Щедро оделил Анатолий Федорович родственников и любимых женщин. Студент Фризе не был настолько «в теме», чтобы судить о любовных связях закоренелого холостяка, но читал, что златоуст Кони пользовался у женщин неизменным успехом. И от того проникся к нему еще большей симпатией.

«Да, бедным дедушку никак не назовешь, — подумал Фризе, дочитав Завещание до конца. — Богатенький был Буратино!»

— Он, оказывается, «ходок» был! Вроде тебя!

Владимир засмеялся, но ничего не сказал.

Фризе от слова до слова переписал обесцвеченный временем ветхий документ в тетрадочку, сунул ее в задний карман джинсов и с удовольствием покинул читальный зал Публички. Что бы ни говорили педанты, долгое сидение в читальном зале противопоказано нормальному студенту.

Вспоминая сейчас эту тетрадочку, наверное, уже тоже тронутую временем, он ясно, во всех деталях, представил себе зеленый сквер перед Александринкой, пеструю толпу туристов, фотографирующихся у памятника матушки Екатерины.

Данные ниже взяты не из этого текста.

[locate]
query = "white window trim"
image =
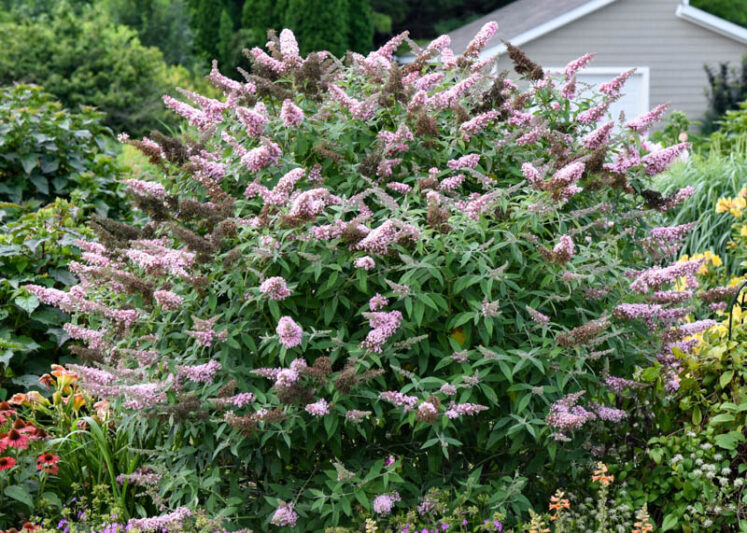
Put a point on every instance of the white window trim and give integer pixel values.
(644, 72)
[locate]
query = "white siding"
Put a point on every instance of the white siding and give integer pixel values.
(645, 33)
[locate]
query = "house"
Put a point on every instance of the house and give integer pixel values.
(667, 41)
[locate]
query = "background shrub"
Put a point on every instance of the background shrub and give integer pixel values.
(304, 202)
(712, 174)
(48, 152)
(56, 168)
(84, 59)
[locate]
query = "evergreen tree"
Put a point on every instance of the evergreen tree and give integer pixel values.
(206, 23)
(225, 37)
(319, 25)
(258, 16)
(360, 26)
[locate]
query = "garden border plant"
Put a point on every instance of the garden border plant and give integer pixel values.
(358, 282)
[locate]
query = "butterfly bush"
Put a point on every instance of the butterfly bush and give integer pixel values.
(343, 261)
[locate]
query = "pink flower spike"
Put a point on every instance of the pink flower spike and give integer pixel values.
(289, 332)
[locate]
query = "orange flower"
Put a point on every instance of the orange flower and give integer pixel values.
(78, 401)
(17, 399)
(48, 463)
(600, 474)
(47, 380)
(6, 463)
(102, 409)
(64, 376)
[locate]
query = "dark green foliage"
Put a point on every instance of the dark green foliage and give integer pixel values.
(164, 24)
(732, 10)
(728, 87)
(206, 23)
(428, 18)
(319, 25)
(88, 60)
(36, 247)
(48, 152)
(258, 16)
(360, 26)
(45, 151)
(225, 36)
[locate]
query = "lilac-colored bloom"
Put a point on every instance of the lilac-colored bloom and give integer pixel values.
(275, 288)
(289, 332)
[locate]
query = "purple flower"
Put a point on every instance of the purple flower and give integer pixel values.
(275, 288)
(318, 408)
(289, 332)
(284, 515)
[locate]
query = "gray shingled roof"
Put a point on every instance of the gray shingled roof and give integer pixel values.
(514, 19)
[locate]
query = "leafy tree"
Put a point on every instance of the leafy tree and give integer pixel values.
(258, 16)
(88, 60)
(225, 36)
(206, 22)
(728, 87)
(45, 152)
(164, 24)
(732, 10)
(319, 25)
(360, 25)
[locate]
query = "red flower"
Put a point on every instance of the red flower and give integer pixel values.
(14, 439)
(7, 463)
(48, 463)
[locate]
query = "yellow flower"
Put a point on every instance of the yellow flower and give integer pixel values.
(723, 205)
(737, 204)
(732, 205)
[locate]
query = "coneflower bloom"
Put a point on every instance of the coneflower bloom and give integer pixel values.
(14, 439)
(47, 462)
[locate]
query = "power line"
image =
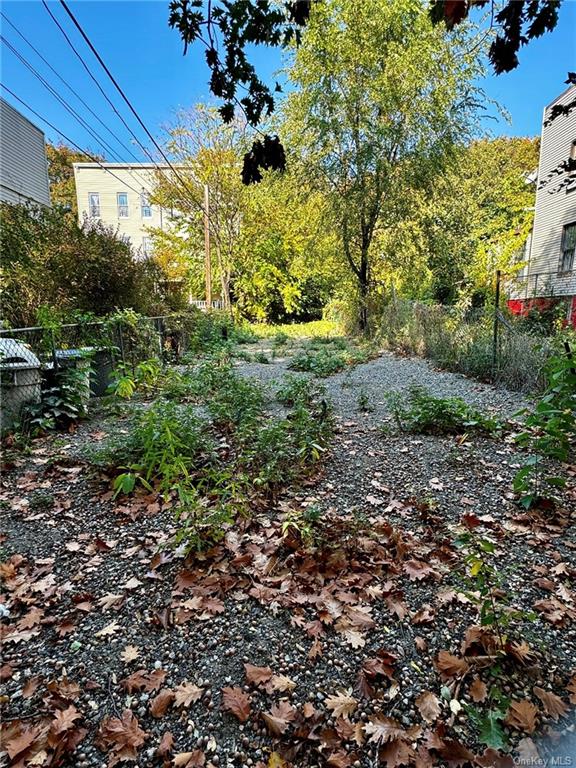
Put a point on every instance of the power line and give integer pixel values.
(67, 138)
(104, 94)
(70, 109)
(70, 88)
(121, 92)
(57, 96)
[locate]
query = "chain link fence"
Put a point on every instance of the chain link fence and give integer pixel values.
(31, 358)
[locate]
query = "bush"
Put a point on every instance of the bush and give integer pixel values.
(423, 413)
(461, 340)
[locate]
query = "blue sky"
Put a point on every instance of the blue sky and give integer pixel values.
(145, 56)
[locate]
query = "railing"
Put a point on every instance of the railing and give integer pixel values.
(202, 304)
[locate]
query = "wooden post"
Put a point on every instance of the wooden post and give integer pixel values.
(207, 262)
(495, 330)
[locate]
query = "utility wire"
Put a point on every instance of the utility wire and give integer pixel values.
(121, 92)
(95, 135)
(67, 138)
(104, 94)
(70, 88)
(71, 110)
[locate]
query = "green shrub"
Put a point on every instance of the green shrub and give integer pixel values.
(421, 412)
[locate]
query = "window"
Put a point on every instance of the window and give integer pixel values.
(122, 198)
(146, 247)
(94, 205)
(145, 206)
(568, 248)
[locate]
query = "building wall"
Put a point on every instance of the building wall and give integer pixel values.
(555, 201)
(23, 164)
(112, 179)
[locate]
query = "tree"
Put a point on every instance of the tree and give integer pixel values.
(480, 215)
(381, 99)
(51, 263)
(209, 155)
(232, 25)
(61, 175)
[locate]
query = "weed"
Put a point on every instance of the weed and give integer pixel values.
(299, 389)
(421, 412)
(62, 404)
(551, 429)
(261, 357)
(363, 402)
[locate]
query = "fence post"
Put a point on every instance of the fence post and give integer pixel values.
(495, 329)
(53, 346)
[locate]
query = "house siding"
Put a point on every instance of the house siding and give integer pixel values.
(555, 206)
(110, 179)
(23, 164)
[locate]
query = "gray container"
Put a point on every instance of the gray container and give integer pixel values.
(20, 380)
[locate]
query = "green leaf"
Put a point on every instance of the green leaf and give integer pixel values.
(491, 731)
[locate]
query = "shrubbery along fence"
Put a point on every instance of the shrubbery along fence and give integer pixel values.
(32, 358)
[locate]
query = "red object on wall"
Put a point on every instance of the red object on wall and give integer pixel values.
(523, 306)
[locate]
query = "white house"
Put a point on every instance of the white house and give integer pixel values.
(23, 164)
(118, 195)
(550, 255)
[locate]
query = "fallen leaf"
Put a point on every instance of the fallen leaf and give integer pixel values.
(186, 694)
(342, 704)
(450, 665)
(522, 715)
(160, 703)
(428, 706)
(478, 690)
(130, 653)
(257, 675)
(553, 704)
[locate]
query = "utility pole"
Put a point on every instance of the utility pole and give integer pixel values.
(207, 261)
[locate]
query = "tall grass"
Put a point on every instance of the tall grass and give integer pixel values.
(461, 340)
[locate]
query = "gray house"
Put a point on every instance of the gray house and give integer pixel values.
(550, 254)
(23, 164)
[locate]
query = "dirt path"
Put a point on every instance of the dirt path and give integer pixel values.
(116, 645)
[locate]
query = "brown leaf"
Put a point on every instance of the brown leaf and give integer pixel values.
(195, 759)
(186, 694)
(21, 743)
(342, 704)
(30, 686)
(478, 690)
(571, 688)
(160, 703)
(522, 715)
(449, 665)
(64, 719)
(383, 729)
(166, 744)
(429, 706)
(257, 675)
(236, 701)
(130, 653)
(278, 718)
(553, 705)
(122, 735)
(418, 570)
(491, 758)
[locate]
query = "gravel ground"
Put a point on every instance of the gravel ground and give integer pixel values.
(364, 615)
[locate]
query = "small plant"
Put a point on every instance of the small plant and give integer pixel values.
(551, 430)
(421, 412)
(299, 389)
(61, 405)
(363, 402)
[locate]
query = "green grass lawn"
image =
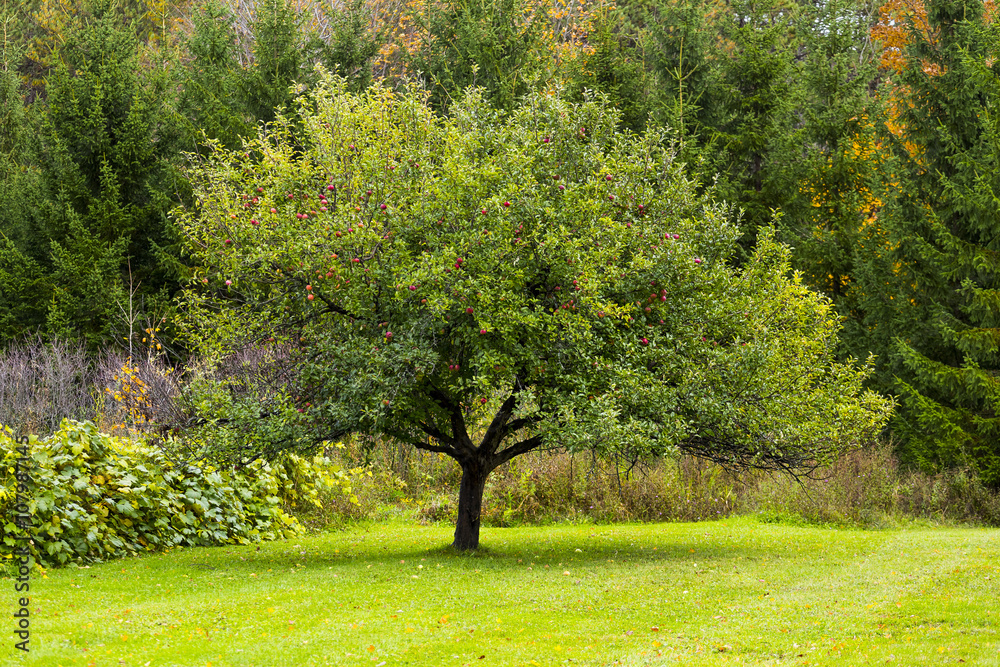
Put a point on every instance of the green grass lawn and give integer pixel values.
(730, 592)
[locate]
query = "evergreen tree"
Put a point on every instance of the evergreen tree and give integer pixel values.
(104, 184)
(281, 60)
(614, 66)
(931, 286)
(21, 279)
(351, 46)
(210, 106)
(840, 162)
(482, 43)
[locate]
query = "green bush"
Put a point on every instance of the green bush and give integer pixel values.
(95, 497)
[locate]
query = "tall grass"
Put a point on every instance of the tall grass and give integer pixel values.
(865, 488)
(41, 383)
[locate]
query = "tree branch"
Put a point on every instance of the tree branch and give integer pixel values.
(517, 449)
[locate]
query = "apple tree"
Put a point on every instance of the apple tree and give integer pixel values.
(483, 285)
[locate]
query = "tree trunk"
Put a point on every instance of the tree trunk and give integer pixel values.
(470, 505)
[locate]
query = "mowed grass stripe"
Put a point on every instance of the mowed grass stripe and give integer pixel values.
(728, 592)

Припекало июльское солнце. На Невском, напротив театра Комедии, водитель троллейбуса пытался водворить на место соскочившие с проводов «усы». «Усы» сопротивлялись, возмущенно искрили.

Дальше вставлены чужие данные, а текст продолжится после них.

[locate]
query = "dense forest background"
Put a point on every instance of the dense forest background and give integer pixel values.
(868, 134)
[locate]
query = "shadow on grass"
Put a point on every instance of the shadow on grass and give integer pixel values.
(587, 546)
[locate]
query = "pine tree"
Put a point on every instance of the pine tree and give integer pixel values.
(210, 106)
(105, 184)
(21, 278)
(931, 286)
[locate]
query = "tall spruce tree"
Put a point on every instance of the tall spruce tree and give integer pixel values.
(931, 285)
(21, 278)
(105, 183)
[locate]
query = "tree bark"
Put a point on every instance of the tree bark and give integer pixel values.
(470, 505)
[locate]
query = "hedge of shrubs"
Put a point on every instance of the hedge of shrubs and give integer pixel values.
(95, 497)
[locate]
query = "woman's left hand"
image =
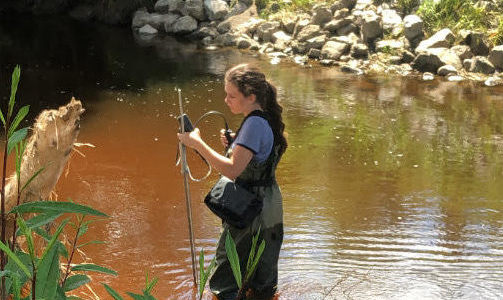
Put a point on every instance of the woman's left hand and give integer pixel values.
(190, 139)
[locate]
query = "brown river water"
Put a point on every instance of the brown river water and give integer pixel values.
(392, 186)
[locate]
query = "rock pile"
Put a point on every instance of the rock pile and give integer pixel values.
(355, 34)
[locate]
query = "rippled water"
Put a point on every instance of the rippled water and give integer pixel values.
(392, 186)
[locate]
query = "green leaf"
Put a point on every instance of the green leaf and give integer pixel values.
(15, 81)
(42, 219)
(48, 275)
(32, 177)
(24, 230)
(232, 255)
(2, 117)
(15, 259)
(21, 114)
(83, 229)
(136, 296)
(93, 267)
(54, 239)
(202, 280)
(91, 242)
(16, 137)
(112, 292)
(59, 207)
(256, 260)
(75, 281)
(16, 286)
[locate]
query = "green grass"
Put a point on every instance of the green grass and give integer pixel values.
(458, 15)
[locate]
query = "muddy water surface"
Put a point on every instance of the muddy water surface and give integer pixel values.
(392, 187)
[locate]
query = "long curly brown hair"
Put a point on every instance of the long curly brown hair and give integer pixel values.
(250, 80)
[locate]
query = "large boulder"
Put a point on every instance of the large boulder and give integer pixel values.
(195, 9)
(321, 15)
(341, 4)
(184, 25)
(413, 27)
(334, 50)
(442, 39)
(216, 9)
(391, 21)
(371, 27)
(477, 42)
(481, 64)
(462, 51)
(266, 30)
(496, 56)
(427, 62)
(308, 32)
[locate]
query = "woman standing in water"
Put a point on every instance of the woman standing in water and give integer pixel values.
(251, 161)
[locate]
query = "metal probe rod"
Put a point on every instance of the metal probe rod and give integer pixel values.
(184, 170)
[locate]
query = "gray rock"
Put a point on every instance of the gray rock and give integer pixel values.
(371, 27)
(341, 13)
(427, 62)
(467, 63)
(237, 9)
(496, 56)
(226, 39)
(204, 32)
(407, 57)
(413, 27)
(359, 51)
(280, 36)
(442, 39)
(195, 9)
(391, 20)
(351, 69)
(481, 64)
(184, 25)
(462, 51)
(389, 46)
(288, 24)
(298, 47)
(334, 50)
(334, 25)
(168, 21)
(477, 42)
(428, 76)
(316, 42)
(243, 43)
(216, 9)
(162, 6)
(140, 18)
(321, 15)
(447, 70)
(299, 26)
(265, 31)
(224, 27)
(314, 53)
(147, 29)
(308, 32)
(341, 4)
(350, 28)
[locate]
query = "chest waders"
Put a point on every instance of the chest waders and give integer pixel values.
(259, 178)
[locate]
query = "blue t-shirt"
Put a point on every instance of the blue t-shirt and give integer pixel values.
(256, 135)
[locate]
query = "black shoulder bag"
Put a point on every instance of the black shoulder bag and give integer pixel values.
(233, 203)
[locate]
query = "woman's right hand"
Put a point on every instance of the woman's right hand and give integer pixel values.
(223, 138)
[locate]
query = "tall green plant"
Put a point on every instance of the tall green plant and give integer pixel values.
(253, 259)
(12, 136)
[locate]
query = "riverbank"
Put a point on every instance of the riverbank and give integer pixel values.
(357, 36)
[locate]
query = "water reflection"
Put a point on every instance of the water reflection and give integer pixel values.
(391, 185)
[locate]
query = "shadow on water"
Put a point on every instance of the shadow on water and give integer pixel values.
(392, 186)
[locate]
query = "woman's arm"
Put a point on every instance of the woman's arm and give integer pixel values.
(229, 167)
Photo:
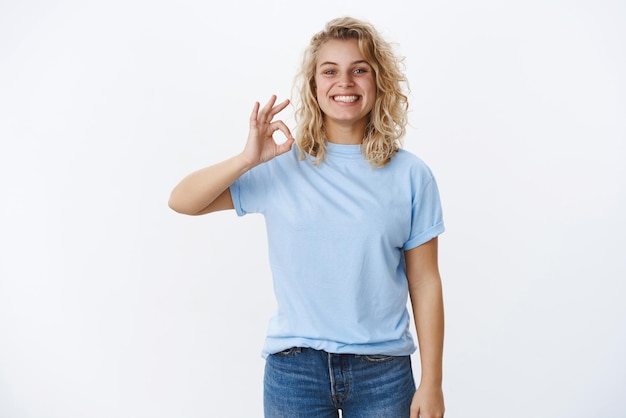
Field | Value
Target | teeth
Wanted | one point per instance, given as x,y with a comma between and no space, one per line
346,99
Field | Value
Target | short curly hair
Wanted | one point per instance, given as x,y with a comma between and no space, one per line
387,120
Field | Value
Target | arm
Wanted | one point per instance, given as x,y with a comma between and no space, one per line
427,301
206,190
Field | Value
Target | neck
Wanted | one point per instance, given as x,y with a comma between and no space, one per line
345,134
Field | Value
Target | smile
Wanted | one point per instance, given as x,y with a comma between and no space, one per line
346,99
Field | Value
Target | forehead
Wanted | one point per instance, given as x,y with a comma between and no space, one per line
339,51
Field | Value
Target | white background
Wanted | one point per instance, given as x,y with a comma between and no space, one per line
112,305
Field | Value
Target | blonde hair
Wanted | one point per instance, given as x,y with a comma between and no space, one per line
388,118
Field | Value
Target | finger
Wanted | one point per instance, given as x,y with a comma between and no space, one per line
279,107
285,146
265,114
254,114
279,125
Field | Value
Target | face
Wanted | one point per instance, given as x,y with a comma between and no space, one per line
345,84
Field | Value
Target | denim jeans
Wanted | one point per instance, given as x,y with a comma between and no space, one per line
302,382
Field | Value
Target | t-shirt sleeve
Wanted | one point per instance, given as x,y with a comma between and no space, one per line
427,214
250,191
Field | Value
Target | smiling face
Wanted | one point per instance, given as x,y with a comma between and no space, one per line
345,85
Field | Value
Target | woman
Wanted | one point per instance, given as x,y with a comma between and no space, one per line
352,222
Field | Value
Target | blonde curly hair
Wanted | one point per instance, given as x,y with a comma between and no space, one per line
388,118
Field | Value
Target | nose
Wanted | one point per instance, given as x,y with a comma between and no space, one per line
346,80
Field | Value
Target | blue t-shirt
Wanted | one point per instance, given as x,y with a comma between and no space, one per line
337,233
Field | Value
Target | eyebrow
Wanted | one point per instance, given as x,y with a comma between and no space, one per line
334,63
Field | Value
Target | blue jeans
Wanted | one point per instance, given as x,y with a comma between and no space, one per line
302,382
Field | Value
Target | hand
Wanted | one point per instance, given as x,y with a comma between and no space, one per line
261,146
427,403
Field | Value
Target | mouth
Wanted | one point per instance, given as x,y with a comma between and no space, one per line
346,99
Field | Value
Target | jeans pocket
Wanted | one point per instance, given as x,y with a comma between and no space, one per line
288,352
377,358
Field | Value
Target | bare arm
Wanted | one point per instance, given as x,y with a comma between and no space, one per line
427,302
206,190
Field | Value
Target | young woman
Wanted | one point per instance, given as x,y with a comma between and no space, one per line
352,222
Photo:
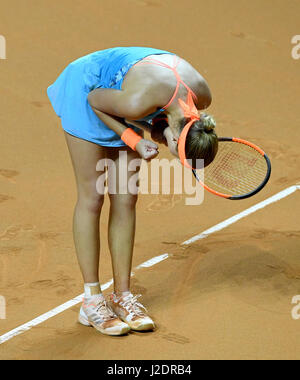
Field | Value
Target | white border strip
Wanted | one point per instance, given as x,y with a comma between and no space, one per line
283,194
155,260
75,301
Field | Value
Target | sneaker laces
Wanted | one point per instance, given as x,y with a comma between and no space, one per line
130,303
103,309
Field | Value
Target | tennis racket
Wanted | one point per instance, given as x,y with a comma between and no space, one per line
239,171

Владимир высмотрел в сквере скамейку на солнцепеке и с удовольствием откинулся на спинку. В те времена сквер у Александринки еще не стал местом свиданий «голубого» поколения и, можно было не опасаться, что к тебе «подвалит» какой-нибудь вальяжный его представитель…

Пересказав Завещание Анатолия Кони, Фризе вдруг подумал: и каким же был итог тщательно продуманному, благородному порыву завещателя? Что получили от его благотворительности калеки, беспризорники, нуждающиеся писатели и судейские работники? Родственники и любимые женщины?

Ровным счетом ничего.

«Сгорели» деньги в Волжско-Камском банке и на счете № 6332 в Петроградской конторе Государственного банка России. Превратились в никому не нужные бумажки билеты внутренних займов. «Движимое имущество», антиквариат Кони распродал, чтобы не умереть с голоду в революционные лихие годы. Остальное — даже ордена и медали Академии наук! — реквизировали чекисты.

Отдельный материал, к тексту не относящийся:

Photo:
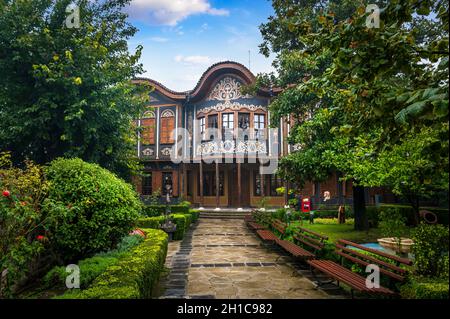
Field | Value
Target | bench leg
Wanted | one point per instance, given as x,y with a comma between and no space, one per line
317,280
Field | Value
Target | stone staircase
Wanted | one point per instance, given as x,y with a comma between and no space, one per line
224,213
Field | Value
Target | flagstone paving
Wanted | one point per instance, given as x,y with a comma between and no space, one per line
222,259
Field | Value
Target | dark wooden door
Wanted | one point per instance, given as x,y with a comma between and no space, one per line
233,189
245,187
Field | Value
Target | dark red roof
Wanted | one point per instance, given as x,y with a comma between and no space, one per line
206,80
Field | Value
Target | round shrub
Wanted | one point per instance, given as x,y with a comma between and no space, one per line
91,208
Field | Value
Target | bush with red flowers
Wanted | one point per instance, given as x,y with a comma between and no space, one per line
21,222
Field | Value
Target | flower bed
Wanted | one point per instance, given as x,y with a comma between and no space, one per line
134,276
183,221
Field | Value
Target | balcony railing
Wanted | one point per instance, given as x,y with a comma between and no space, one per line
232,147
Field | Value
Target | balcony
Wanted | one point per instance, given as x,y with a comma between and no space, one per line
231,147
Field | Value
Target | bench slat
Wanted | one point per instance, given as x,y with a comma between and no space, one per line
346,276
375,260
266,235
307,243
377,252
313,232
295,250
310,239
363,263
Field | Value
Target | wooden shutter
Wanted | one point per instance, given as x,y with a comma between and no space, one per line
167,126
148,132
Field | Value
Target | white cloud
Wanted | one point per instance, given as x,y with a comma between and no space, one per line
159,39
170,12
194,60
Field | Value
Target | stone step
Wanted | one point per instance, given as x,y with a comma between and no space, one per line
222,215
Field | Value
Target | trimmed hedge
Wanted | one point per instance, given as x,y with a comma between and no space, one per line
91,268
424,288
134,276
195,215
183,221
158,210
91,208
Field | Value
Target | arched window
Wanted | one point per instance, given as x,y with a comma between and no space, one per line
167,127
148,124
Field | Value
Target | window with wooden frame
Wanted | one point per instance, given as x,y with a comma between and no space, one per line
244,125
227,126
147,184
148,124
213,125
259,125
202,121
275,182
167,127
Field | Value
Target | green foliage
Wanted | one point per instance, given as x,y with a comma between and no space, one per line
68,91
134,276
94,209
392,223
373,213
183,221
93,267
158,210
431,249
21,221
425,288
195,215
364,101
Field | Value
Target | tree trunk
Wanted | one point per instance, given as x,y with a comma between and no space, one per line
415,203
359,208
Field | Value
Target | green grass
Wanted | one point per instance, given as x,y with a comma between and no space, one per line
336,232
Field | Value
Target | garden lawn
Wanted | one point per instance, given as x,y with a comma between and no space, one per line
336,232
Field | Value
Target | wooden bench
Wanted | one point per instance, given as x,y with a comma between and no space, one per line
279,226
355,281
249,218
267,235
308,239
255,226
252,220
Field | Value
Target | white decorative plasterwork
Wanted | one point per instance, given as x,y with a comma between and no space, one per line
148,152
167,113
166,151
149,115
230,147
297,147
233,106
227,89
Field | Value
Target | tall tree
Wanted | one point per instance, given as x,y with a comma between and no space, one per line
379,103
65,90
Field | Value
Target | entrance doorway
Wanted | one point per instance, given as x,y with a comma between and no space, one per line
233,189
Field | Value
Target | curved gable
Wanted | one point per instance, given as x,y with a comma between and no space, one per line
208,81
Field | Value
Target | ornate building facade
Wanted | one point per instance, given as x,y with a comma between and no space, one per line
213,147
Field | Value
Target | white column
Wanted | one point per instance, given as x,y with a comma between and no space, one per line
268,132
194,136
176,131
139,139
157,133
289,132
281,137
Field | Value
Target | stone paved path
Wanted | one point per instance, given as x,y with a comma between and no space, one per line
222,259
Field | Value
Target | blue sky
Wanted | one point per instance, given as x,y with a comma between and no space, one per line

Время распорядилось по-своему, вопреки воле завещателя. Недаром в Священном Писании сказано: живи сегодняшним днем. А в народе живет присловье: не оставляй на завтра то, что можешь съесть сегодня.

«А разве со мной такое не может случиться? — рассуждал Фризе. — Жизнь — это вечное повторение. Что с того, что банки, в которых будут лежать мои деньги, называются иначе: Сосьетэ-Женераль, Бэнк оф Нью-Йорк, Сбербанк?

И придут ко мне не чекисты, а ребята в масках из какого-нибудь УБЭПА или УБОПА? Какой же выход?»